Each of these artists could fill the theatre on their own, but in the spirit of musical sharing and the fun they have together, they have chosen to play smaller theatres and present an extremely intimate offering. In case you are unfamiliar… here’s some information about each of them:
EMMYLOU HARRIS
Twelve-time Grammy award winner Emmylou Harris has been hailed as a major figure in several of America’s most important musical movements of the past three decades. Harris’ contributions to country-rock, the bluegrass revival, folk music, and the Americana movement are widely lauded, and in recent years she also has carved out a sound that is uniquely her own. A steadfast supporter of roots music and a skilled interpreter of compelling songs, she also has been associated with a diverse array of admiring collaborators. Her 1995 Wrecking Ball was a watershed album for her, combining several world-music elements with acoustic instruments, driving percussion, and a folk/roots flavor. The new style would evolve on a number of Harris’ subsequent releases, including 1998’s Spyboy, 1999’s Western Wall (a collaboration with Linda Ronstadt), and 2000’s Red Dirt Girl, which was praised as a showcase for Emmylou Harris’s songwriting talent.
SHAWN COLVIN
Shawn Colvin is one of the bright spots of the so-called “new folk movement” that began in the late ’80s. And though she grew out of the somewhat limited “woman with a guitar” school, she has managed to keep the form fresh with a diverse approach, avoiding the clichéd sentiments and all-too-often formulaic arrangements that have plagued the genre. In less than a decade of recording, Colvin has emerged as a songcraftsman with plenty of pop smarts, which has earned her a broad and loyal following. In an era when female singer-songwriters have been ever-more ubiquitous, Shawn Colvin stands out as a singular and enduring talent. The three-time Grammy winner has released eight albums to date, including the platinum A Few Small Repairs which featured the hit song “Sunny Came Home.”
PATTY GRIFFIN
Patty Griffin’s new album Children Running Through (ATO) continues the remarkable creative evolution that’s quietly established Griffin as a vital and singular musical force. It also belies her persistent sensitive-singer-songwriter image—a limiting perception that fails to fully convey the emotional depth and breadth of her songwriting or the emotive power of her fluid, soulful singing. Folk and rock singer Patty Griffin burst onto the national music scene in 1996 with her stark, emotional acoustic CDLiving with Ghosts. The album introduced a singer-songwriter of uncommon power.

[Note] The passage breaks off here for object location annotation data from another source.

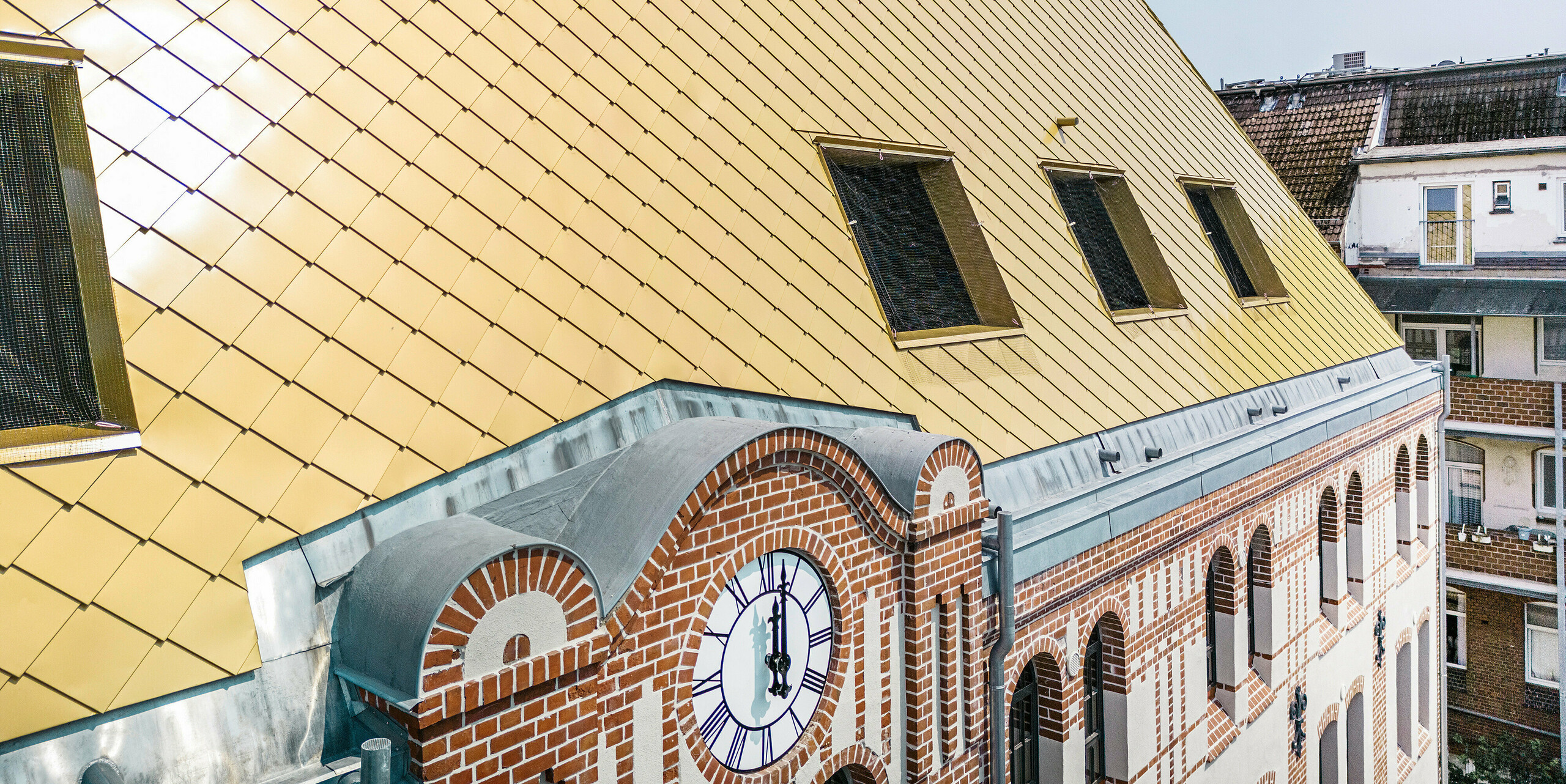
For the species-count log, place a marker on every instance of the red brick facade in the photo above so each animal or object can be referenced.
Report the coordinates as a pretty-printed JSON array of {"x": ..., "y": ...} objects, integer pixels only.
[
  {"x": 575, "y": 714},
  {"x": 1504, "y": 401}
]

John Scheinman writing in the Fairfax Journal said, “Here’s this woman from Old Town, Maine … making the kind of record only Bob Dylan gets to make anymore…. [But] Griffin doesn’t need a band to fill the spaces because the songs come out of her gut with a conviction that’s more than enough.”
BUDDY MILLER
Behind the music is a modest man of extraordinarily broad skills. Emmylou Harris, in whose band Buddy served for 8 years, calls the 51-year old Ohio-born Nashville transplant “one of the best guitar players of all time.” Steve Earle, another former bandmate, pronounces him “the best country singer working today.” Records by artists ranging from Lucinda Williams to Trisha Yearwood have benefited from Buddy’s vocal and instrumental prowess. As for the taut, elegiac songs he composes, they could be mistaken for disinterred relics, resonant of a lost age when white and black music were casually consanguineous – could be, only cover versions by hitmakers like Lee Ann Womack, Brooks & Dunn, and the Dixie Chicks have proved their contemporary power, affirming Buddy as one of Music City’s most valuable writers. Then there is his superiority as a producer and engineer (Harris, Jimmie Dale Gilmore, Jim Lauderdale). And he has a nice sideline mastering records. He just finished touring with Allison Krauss and Robert Plant.